I know that public sector workers en masse are not enjoying this. Another lazy myth for simpletons.
And that milking extends to super super rich overseas owners of stores like Harrods!
Can parents still be fined for taking their children out of school to go on holiday? If I had school aged children I’d take them out just for the irony.
In the dulcet tones of Louis Armstrong…. ‘Oh, Yeahhhhh’
A great video
The UGLY truth about the Covid-19 lockdowns – Nick Hudson – co-founder of PANDA (odysee.com)
if you’ve got an hour.
Yeah and a bit late for the EXTRA millions of children having died of starvation around the world due to lockdown!
For Government speak “Levelling UP’ read ‘Levelling DOWN”. Literacy levels in the UK have been dropping for a while and this is why it is UK is not listed in the worldwide literacy rankings by the UN, Unesco etc. We know as UK politicians love to brag that if we had outstanding rates then they would be published worldwide. The lack of information / numbers is a clear indication that standards are low, continual to fall and nearly a year of stolen class time is doing nothing to improve the situation. The ‘elite’ want a large underclass, as too much education, the ablity to earn a good wage would undermine their status. WEF – You will be happy and own nothing.

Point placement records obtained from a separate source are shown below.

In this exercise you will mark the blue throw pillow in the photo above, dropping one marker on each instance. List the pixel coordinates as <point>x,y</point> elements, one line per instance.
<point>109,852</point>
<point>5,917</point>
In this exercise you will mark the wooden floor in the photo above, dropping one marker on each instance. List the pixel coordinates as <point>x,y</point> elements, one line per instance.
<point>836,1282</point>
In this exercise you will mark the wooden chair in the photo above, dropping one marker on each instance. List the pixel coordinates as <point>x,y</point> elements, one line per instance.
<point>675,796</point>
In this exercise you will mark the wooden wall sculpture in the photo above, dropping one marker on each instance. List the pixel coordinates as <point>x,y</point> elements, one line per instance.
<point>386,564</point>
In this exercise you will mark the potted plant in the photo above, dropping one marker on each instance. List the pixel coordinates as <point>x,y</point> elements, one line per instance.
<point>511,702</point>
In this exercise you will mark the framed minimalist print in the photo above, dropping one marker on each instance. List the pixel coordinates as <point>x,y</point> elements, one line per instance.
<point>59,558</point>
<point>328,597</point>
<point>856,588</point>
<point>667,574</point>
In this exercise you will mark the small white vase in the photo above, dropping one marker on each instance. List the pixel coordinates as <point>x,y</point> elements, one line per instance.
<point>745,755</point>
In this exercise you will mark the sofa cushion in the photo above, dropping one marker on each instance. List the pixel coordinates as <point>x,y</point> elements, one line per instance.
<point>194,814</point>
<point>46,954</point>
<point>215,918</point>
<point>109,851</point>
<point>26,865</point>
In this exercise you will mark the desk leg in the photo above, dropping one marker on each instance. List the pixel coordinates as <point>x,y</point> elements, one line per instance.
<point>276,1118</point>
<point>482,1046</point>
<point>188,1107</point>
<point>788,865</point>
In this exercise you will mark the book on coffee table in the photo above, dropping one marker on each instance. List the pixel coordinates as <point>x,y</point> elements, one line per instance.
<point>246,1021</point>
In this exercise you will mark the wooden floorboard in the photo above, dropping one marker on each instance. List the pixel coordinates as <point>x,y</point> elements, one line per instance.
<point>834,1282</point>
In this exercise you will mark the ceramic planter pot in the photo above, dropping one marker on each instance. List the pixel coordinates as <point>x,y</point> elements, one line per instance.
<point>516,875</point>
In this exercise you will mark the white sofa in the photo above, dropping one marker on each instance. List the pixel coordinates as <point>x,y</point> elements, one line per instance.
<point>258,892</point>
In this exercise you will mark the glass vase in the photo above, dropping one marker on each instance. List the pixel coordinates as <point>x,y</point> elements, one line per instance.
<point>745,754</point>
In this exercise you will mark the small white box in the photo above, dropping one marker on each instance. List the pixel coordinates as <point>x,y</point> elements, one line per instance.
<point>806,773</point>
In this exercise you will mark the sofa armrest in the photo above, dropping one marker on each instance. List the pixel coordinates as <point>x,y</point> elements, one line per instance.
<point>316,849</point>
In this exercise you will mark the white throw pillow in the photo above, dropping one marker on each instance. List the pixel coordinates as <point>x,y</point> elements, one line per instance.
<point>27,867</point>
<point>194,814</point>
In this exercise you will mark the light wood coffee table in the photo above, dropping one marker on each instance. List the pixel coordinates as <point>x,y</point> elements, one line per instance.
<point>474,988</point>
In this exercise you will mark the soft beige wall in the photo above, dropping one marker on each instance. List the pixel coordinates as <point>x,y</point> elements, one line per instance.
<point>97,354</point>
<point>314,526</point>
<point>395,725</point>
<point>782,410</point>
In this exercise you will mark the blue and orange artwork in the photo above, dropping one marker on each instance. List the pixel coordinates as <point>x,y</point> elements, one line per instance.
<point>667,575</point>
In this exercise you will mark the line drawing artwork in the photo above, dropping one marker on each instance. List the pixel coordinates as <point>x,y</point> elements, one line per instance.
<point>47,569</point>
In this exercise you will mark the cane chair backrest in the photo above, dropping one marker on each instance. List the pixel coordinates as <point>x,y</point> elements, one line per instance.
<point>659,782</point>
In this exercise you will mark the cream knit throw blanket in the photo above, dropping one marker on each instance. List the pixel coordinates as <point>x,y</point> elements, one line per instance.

Oliver May’s article was excellent and confirms what I have thought since the beginning of this debacle. I just wish one or two of the main media outlets would break cover and finally expose to the general public what’s really happening.
[ Johnson ] expressed concern about those “unable properly to read or write as a result of Covid”.
Not as a result of Covid but as a result of you inane, unintelligent, amateurish reaction to it!